Marseille vs Marseille 13


David Rock DesignCC0


marque française
n°00 3 061 110
      
marque française
n°01 3 117 506

marque française
n°02 3 181 787

marque française
n°03 3 227 106


Le meilleur moyen de défense, c’est l’attaque.

Quand on doit se défendre dans le cadre d’un procès, l’application de cet adage peut se traduire par la formulation de demandes reconventionnelles. En matière de contrefaçon, le défendeur présumé contrefacteur est ainsi souvent amené à contester la validité des droits qu’on lui oppose.

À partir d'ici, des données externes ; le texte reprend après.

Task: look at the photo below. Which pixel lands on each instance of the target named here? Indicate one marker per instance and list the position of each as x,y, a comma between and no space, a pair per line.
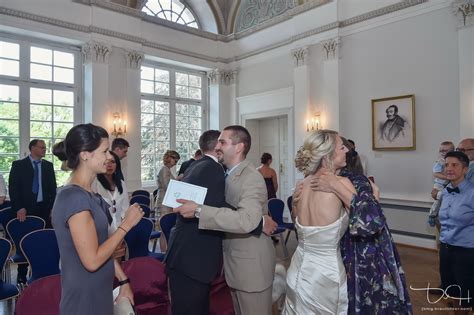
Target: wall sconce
120,125
314,123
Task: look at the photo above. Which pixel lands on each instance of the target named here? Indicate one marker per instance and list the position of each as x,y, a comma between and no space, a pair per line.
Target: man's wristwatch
197,212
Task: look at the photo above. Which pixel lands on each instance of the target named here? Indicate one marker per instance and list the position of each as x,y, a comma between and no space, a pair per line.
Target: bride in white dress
316,278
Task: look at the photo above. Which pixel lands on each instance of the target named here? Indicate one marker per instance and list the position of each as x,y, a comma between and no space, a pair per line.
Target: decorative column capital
96,52
224,77
300,56
464,9
134,59
330,48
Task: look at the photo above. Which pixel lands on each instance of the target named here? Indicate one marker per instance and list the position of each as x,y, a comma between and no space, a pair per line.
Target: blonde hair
316,146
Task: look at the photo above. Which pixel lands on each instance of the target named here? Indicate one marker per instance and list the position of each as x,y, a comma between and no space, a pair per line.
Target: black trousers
188,296
456,267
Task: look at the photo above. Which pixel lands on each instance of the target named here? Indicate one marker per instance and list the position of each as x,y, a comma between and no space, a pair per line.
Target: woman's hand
325,181
125,292
132,216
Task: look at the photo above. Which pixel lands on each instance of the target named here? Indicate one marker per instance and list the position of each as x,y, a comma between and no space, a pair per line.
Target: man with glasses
466,146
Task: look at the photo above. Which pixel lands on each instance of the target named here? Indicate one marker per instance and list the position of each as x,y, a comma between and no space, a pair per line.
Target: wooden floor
421,268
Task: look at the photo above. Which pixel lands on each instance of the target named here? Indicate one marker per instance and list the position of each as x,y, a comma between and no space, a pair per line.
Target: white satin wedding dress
316,279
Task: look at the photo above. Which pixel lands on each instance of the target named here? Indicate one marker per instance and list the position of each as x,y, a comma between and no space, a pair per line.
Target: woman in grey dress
80,219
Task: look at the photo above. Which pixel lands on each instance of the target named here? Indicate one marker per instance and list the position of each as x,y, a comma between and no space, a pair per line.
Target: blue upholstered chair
41,251
138,238
17,230
7,290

Un arrêt du 25 octobre 2006 concernant une affaire de contrefaçon de marques semi-figuratives constitue un exemple de ce cas de figure très courant dans les litiges relatifs aux droits de propriété industrielle.

Monsieur RS est titulaire des trois premières marques reproduites ci-dessus, sur lesquelles il a concédé une licence à la société Aida. Cette société exploite ces marques pour commercialiser des vêtements.

Ensemble ils reprochent à la société Jacob H d’avoir contrefait ces trois marques par le dépôt et l’exploitation de la marque 03 3 227 106 (la quatrième marque reproduite ci-dessus, dont le dépôt est postérieur aux trois autres).

Pour sa défense, la société Jacob H affirme détenir des droits d’auteur remontant à 1999 sur le logo qu’elle a ensuite déposé à titre de marque. La création du logo que la défenderesse a déposé comme marque serait donc antérieure aux dépôts des marques des demandeurs. Elle sollicite par conséquent le transfert à son profit des marques et subsidiairement leur nullité.

Pour autant le moyen de défense tombe à plat.

Selon les juges, “la présentation de la dénomination MARSEILLE dans une écriture d’écolier, en italique, en caractères gras, signée par une ligne courbe, sous forme de signature, ne révèle pas un effort de création portant l’empreinte de la personnalité de l’auteur“.

Il s’en suit que le logo, qui ne répond pas au critère d’originalité, n’est pas protégé par le droit d’auteur. La société Jacob H ne peut donc opposer de droits antérieurs aux marques des demandeurs.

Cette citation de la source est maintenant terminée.